タロウ入院す
ボクはタロウ。
優しいハナ先生がお世話してくれる『あかしばのタロウ』
今日はハナ先生に『どーぶつびょういん』て言うボクの嫌いな場所に無理矢理連れてこられたの。
昨日のお散歩でうんちがよくなかったから連れてこられたの。
ボクもこのところ何かと具合が変な感じしてたけど、あんなへんなうんちしたらボクもハナ先生に誤魔化しができない。
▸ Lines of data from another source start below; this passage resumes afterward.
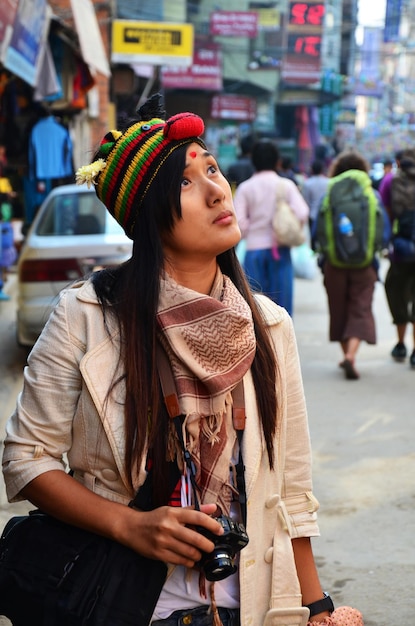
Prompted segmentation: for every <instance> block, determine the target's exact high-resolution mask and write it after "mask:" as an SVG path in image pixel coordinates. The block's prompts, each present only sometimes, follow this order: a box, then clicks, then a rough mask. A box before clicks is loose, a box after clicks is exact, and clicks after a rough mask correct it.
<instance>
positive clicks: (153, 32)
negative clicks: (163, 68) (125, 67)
mask: <svg viewBox="0 0 415 626" xmlns="http://www.w3.org/2000/svg"><path fill="white" fill-rule="evenodd" d="M111 59H112V61H114V62H115V63H150V64H154V65H186V66H187V65H191V63H192V59H193V25H192V24H170V23H168V22H134V21H132V22H130V21H128V20H114V21H113V23H112V55H111Z"/></svg>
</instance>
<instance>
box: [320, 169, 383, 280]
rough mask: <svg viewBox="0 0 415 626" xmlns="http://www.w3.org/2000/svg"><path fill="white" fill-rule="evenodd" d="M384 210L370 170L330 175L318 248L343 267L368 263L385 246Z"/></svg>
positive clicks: (346, 172) (321, 219) (325, 197)
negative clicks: (381, 208)
mask: <svg viewBox="0 0 415 626" xmlns="http://www.w3.org/2000/svg"><path fill="white" fill-rule="evenodd" d="M382 239H383V213H382V209H381V207H380V204H379V202H378V200H377V198H376V195H375V192H374V190H373V187H372V182H371V180H370V178H369V176H368V174H367V173H366V172H363V171H361V170H348V171H347V172H343V173H342V174H339V175H338V176H335V177H334V178H332V179H330V181H329V185H328V189H327V194H326V196H325V197H324V199H323V202H322V205H321V208H320V212H319V215H318V218H317V226H316V248H317V250H319V251H320V252H322V253H323V254H324V255H325V256H326V258H327V260H328V261H329V263H330V264H331V265H334V266H335V267H341V268H360V267H367V266H368V265H370V264H371V263H372V261H373V257H374V256H375V253H376V252H377V251H378V250H380V249H381V248H382Z"/></svg>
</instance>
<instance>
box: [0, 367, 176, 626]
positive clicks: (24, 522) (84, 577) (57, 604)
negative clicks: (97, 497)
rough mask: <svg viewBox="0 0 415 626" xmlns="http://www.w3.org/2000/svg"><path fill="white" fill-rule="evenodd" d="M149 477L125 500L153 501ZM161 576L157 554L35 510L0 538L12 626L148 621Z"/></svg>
mask: <svg viewBox="0 0 415 626" xmlns="http://www.w3.org/2000/svg"><path fill="white" fill-rule="evenodd" d="M161 375H162V373H161V372H160V376H161ZM172 465H173V464H172ZM174 466H175V467H174V468H173V467H172V468H171V476H170V477H169V481H170V483H171V484H170V488H171V491H173V489H174V486H175V484H176V483H177V480H178V471H179V470H178V468H177V465H176V464H174ZM151 481H152V477H151V472H149V473H148V474H147V479H146V481H145V482H144V484H143V485H142V486H141V488H140V489H139V490H138V492H137V493H136V495H135V497H134V499H133V500H132V501H131V502H130V504H129V506H132V507H133V508H137V509H141V510H150V509H152V508H153V506H152V497H151V491H152V489H151ZM174 481H176V483H175V482H174ZM166 576H167V566H166V564H165V563H163V562H162V561H156V560H153V559H148V558H145V557H144V556H141V555H139V554H137V553H136V552H134V551H133V550H130V549H129V548H127V547H125V546H123V545H121V544H120V543H118V542H115V541H112V540H111V539H107V538H105V537H102V536H100V535H96V534H94V533H92V532H88V531H86V530H82V529H81V528H78V527H76V526H73V525H70V524H66V523H64V522H61V521H59V520H57V519H55V518H53V517H51V516H50V515H46V514H44V513H42V512H41V511H39V510H36V511H32V512H30V513H29V515H25V516H21V517H12V518H11V519H10V520H9V522H8V523H7V524H6V526H5V528H4V530H3V533H2V536H1V538H0V615H5V616H6V617H8V618H9V619H10V620H11V621H12V622H13V626H27V624H31V626H57V625H59V626H130V625H131V626H133V625H134V626H147V625H148V624H149V623H150V619H151V617H152V615H153V612H154V609H155V606H156V604H157V600H158V598H159V595H160V592H161V589H162V587H163V585H164V582H165V579H166Z"/></svg>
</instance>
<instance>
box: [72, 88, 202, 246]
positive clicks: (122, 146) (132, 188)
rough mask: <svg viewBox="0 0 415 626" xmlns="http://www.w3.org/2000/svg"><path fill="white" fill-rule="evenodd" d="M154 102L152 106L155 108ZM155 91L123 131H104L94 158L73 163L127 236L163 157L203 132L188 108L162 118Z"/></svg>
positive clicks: (131, 230)
mask: <svg viewBox="0 0 415 626" xmlns="http://www.w3.org/2000/svg"><path fill="white" fill-rule="evenodd" d="M157 107H158V108H157ZM155 112H157V113H159V114H160V112H161V113H162V111H160V96H159V95H158V94H156V95H155V96H153V97H152V98H151V99H150V100H149V101H148V102H147V103H146V104H145V105H144V106H143V107H141V109H140V110H139V112H138V113H139V116H140V118H141V120H140V121H139V122H136V123H134V124H132V125H131V126H129V127H128V128H127V129H126V130H125V131H124V132H123V133H121V132H120V131H110V132H109V133H107V134H106V135H105V137H104V138H103V140H102V141H101V145H100V149H99V151H98V155H97V157H98V158H97V159H96V160H95V161H94V162H93V163H91V164H90V165H86V166H83V167H81V168H79V170H78V171H77V173H76V181H77V183H78V184H83V183H87V185H88V187H90V186H91V185H92V184H94V185H96V187H95V190H96V193H97V196H98V198H99V199H100V200H101V201H102V202H103V203H104V204H105V206H106V207H107V209H108V210H109V212H110V213H111V214H112V215H113V216H114V217H115V219H116V220H117V222H118V223H119V224H120V225H121V226H122V227H123V229H124V231H125V233H126V234H127V235H128V237H130V238H131V239H133V238H134V227H135V222H136V219H137V216H138V212H139V210H140V207H141V204H142V202H143V199H144V198H145V196H146V194H147V192H148V190H149V189H150V187H151V185H152V184H153V183H156V184H157V174H158V173H159V171H160V168H161V167H162V166H163V164H164V163H165V161H166V159H167V158H168V157H169V156H170V155H171V154H172V152H173V151H174V150H175V149H176V148H178V147H179V146H183V145H185V144H190V143H193V142H196V143H198V144H200V145H201V146H203V147H205V144H204V142H203V141H202V140H201V139H200V137H199V135H201V134H202V133H203V131H204V124H203V120H202V119H201V118H200V117H199V116H198V115H195V114H194V113H179V114H178V115H174V116H173V117H171V118H169V119H168V120H167V121H164V120H163V119H162V118H161V117H157V116H155V115H154V113H155Z"/></svg>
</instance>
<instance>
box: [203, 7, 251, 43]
mask: <svg viewBox="0 0 415 626" xmlns="http://www.w3.org/2000/svg"><path fill="white" fill-rule="evenodd" d="M210 34H211V35H222V36H225V37H248V38H250V39H252V38H254V37H256V36H257V34H258V13H257V12H256V11H215V12H214V13H211V14H210Z"/></svg>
嫌いな場所で苦手な二本足さんと大好きなハナ先生にあれこれ弄られて、ボクは具合が悪いのに暴れてしまった。
「つまりタロウの腫瘍はガンなんですか?」
「検査してみないとわかりませんが、この大きな塊が悪性腫瘍の恐れがあります」
あくせいしゅようってなんだろう?ご飯でもボールでもないみたい。
なにやら不安な匂いのハナ先生の顔を見上げるボクの視線は嫌いな医者の先生に向けて力なく頸をもたげてた。
ハナ先生、一緒にお家帰ろう?ここの匂いは嫌いだよ。
「では検査のためにタロウちゃんは入院してもらって検体を取りますね」
「先生!タロウを助けてください!この子はまだ三歳なんです。こんな若いのにガンだなんて・・・・・・うう」
どうしたのハナ先生?どこか痛いの?
ボクはハナ先生が心配になりハナ先生のすべすべで柔らかい手を嘗めて慰めてあげた。
「・・・・・・タロウ、タロウ。ごめんね。タロウは嫌だろうけど、あなたは入院しなければならないの。一緒に帰りたいけど、タロウは良い子だから我慢してね?」
ハナ先生の表情が曇る。
だからボクも帰りたいよ。やだよ此所。変な匂いするんだもん。
ハナ先生がボクの背中を優しく撫でる。
「タロウ。必ず迎えに来るから今日は我慢してね?」
ボクはこの場所に来てからずっと嫌な予感がしてた。その晩、ボクは大好きなハナ先生と離ればなれになった。